GÈNES DE PRÉDISPOSITION AUX CANCERS ET RISQUE DE CANCERS



Généralités


Le cancer est une pathologie fréquente retrouvée dans toutes les familles. On décrit, depuis déjà de nombreuses années, des formes familiales de cancer dans lesquelles on retrouve un nombre particulièrement élevé d’individus ayant été atteints d’un ou plusieurs cancers. Broca, au XIXe siècle, avait rapporté dans l’un de ses ouvrages une généalogie qui comprenait vingtquatre femmes sur cinq générations, dix décès par cancer du sein et quatre autres par cancer du foie. De même, Warthin décrit, dès 1913, des formes familiales de cancers du côlon à partir de l’histoire familiale de sa femme de ménage (Marra et Boland, 1995). Au cours des vingt dernières années, les connaissances médicales sur les prédispositions génétiques aux cancers se sont considérablement accrues, d’abord par une meilleure approche épidémiologique des formes familiales de cancer, puis par la découverte d’un certain nombre de gènes responsables. Le tableau 4-1 reprend une trentaine de syndromes de prédisposition génétique identifiés en 2007. Une prédisposition donnée est associée à une ou plusieurs localisation(s) tumorale(s) – «spectre tumoral».

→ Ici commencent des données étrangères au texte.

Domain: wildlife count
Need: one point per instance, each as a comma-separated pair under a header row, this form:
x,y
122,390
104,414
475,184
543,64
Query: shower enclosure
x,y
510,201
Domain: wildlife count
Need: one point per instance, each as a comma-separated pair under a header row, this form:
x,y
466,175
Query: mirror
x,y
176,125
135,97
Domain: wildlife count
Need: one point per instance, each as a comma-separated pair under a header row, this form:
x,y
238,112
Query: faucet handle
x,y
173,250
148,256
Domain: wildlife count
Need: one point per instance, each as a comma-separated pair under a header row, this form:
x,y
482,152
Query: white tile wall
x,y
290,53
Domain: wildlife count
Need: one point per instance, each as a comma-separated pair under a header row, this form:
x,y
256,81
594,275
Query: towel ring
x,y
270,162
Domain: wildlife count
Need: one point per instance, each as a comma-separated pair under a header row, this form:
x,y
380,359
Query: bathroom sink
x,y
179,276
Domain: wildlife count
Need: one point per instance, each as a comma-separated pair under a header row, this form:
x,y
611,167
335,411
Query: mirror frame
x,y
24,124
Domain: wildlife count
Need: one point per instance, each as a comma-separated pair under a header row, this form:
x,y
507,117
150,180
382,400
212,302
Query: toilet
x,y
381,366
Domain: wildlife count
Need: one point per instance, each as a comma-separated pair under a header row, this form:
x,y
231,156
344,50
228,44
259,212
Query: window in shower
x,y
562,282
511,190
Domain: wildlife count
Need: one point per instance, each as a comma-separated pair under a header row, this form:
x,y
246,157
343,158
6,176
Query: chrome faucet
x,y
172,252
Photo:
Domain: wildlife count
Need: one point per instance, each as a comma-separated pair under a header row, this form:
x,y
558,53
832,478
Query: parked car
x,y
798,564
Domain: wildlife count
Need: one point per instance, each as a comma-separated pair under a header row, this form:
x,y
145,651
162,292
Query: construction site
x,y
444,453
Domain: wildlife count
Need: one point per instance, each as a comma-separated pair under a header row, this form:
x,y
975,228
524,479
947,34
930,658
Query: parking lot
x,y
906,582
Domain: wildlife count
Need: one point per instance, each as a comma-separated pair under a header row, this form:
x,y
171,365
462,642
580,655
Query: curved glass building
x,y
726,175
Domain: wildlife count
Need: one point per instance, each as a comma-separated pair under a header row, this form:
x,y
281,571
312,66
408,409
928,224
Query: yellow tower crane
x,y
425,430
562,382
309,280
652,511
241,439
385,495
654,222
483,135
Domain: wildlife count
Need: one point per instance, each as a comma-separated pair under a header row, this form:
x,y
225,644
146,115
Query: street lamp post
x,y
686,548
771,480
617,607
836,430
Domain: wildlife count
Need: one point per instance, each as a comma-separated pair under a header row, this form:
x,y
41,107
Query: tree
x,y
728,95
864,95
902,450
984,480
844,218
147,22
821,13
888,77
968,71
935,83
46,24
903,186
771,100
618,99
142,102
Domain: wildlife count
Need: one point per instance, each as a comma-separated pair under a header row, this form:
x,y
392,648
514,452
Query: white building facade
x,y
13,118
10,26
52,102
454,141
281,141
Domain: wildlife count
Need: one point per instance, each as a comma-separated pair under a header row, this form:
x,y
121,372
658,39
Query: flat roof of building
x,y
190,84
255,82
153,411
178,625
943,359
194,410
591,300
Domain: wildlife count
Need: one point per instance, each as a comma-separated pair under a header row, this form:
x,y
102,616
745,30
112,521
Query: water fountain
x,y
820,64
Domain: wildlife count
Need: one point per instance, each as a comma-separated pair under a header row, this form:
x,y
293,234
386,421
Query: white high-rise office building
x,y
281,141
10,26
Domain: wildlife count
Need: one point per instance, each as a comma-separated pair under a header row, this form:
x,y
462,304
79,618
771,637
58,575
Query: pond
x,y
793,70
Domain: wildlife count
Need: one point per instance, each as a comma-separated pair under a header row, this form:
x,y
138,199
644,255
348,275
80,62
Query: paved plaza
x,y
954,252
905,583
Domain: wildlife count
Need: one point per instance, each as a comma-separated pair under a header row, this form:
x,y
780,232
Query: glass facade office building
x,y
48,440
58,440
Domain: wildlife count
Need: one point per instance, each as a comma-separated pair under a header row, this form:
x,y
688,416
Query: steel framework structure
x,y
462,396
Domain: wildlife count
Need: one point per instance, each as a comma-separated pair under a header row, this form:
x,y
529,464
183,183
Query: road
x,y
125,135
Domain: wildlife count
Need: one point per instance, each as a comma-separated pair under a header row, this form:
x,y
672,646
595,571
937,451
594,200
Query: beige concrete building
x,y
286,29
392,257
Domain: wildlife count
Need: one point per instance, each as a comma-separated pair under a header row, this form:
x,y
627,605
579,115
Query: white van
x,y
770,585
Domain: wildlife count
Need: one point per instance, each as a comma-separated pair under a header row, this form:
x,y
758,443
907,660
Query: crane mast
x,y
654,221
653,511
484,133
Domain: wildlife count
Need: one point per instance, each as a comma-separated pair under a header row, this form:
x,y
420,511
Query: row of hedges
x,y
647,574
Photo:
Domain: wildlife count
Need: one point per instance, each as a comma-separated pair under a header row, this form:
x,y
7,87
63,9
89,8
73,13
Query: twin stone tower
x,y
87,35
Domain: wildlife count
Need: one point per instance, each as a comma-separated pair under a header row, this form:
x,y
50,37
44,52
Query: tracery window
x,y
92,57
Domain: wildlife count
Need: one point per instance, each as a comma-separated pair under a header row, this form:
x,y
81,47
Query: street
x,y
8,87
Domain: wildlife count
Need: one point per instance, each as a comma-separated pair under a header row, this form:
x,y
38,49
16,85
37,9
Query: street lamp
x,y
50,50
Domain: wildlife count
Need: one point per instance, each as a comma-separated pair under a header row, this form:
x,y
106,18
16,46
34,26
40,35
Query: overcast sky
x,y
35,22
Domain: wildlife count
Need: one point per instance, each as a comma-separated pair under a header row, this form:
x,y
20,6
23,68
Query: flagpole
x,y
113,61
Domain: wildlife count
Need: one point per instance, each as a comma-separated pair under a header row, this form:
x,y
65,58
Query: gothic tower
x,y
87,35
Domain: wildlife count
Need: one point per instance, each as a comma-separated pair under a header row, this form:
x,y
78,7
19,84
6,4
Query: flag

Tableau 4-1 Principaux syndromes de prédisposition génétique.
Syndrome de prédisposition Gènes de prédisposition Risques tumoraux principaux
Cancer du sein et / ou de l’ovaire familial BRCA1
BRCA2
Sein, Ovaire
Sein, Ovaire (Prostate, Pancréas, Mélanome)
Syndrome HNPCC (ou Syndrome de Lynch) Gènes MMR MLH1, MSH2, MSH6, PMS2 Spectre étroit (Côlon, Rectum, Endomètre, Instestin grêle, Voies excrétrices urinaires)
Spectre large (Estomac, Ovaire, Voies biliaires)
Polypose adénomateuse familiale APC Côlon, Duodénum, Tumeurs desmoïdes, Thyroïde, Tumeurs cérébrales (Médulloblastomes), Tumeurs hépatiques (Hépatoblastome chez l’enfant), Pancréas
Polypose juvénile SMAD4, BMPR1A Côlon, Estomac
Neurofibromatose de type 1 NF1 Phéochromocytome, Sarcomes, Tumeurs des gaines nerveuses (Schwannomes), Tumeurs endocrines du pancréas, Cancer médullaire de la thyroïde, Méningiomes, Ependymomes
Neurofibromatose de type 2 NF2 Schwannomes, Méningiomes, Gliomes, Neurinome de l’acoustique, Ependymomes
Syndrome de Peutz-Jeghers STK11 Ovaire, Testicule, Pancréas, Côlon, Duodenum, Intestin grêle, Sein, Foie, Col utérin
Rétinoblastome RB1 Rétinoblastome, Sarcomes, Pinéalome, Tumeurs bronchiques, Mélanome
Mélanome p16 (CDKN2A), CDK4 Mélanome, Pancréas
Syndrome de Li et Fraumeni TP53 Sarcomes, Sein, Tumeurs cérébrales, Corticosurrénalome
Syndrome de von Hippel Lindau VHL Rein, Phéochromocytome, Hémangioblastome, Pancréas (tumeurs endocrines)
Syndrome de Cowden PTEN Sein, Thyroïde, Rein, Endomètre
Cancer de l’Estomac Familial CDH1 Estomac (formes diffuses), Sein (carcinomes de type lobulaire)
Néoplasie Endocrine Multiple de type 1 MEN1 Adénomes hypophysaires, Parathyroïde, Tumeurs endocrines du pancréas
Néoplasie Endocrine Multiple de type 2A RET Phéochromocytome, Adénome parathyroïdien, Thyroïde (Cancer médullaire)
Denys-Drash / WAGR WT1 Néphroblastome, Mésothéliome, Gonadoblastome, Tumeurs de Wilms
Sclérose Tubéreuse de Bourneville TCS1-2 Rein, Hémangioblastome, Astrocytome

Les prédispositions génétiques connues aujourd’hui correspondent le plus souvent à un déterminisme génétique simple, c’est-à-dire à une situation monogénique de transmission autosomique dominante associée à un risque tumoral majeur, et donc à une pénétrance élevée – la pénétrance correspond à la proportion d’individus possédant un trait génétique donné (génotype) qui exprime le caractère (phénotype) correspondant. Les gènes responsables de ces prédispositions sont présents dans chaque cellule en deux exemplaires : un exemplaire d’origine paternelle et un exemplaire d’origine maternelle. La prédisposition génétique de mode dominant correspond à la mutation constitutionnelle d’une seule copie du gène. Les prédispositions génétiques sont héréditaires : si un parent est porteur d’une prédisposition génétique, il a un risque sur deux de la transmettre à sa descendance, que ce soit à un garçon ou à une fille (aujourd’hui, tous les facteurs de prédisposition génétique identifiés sont localisés sur les autosomes, chromosomes communs aux hommes et aux femmes).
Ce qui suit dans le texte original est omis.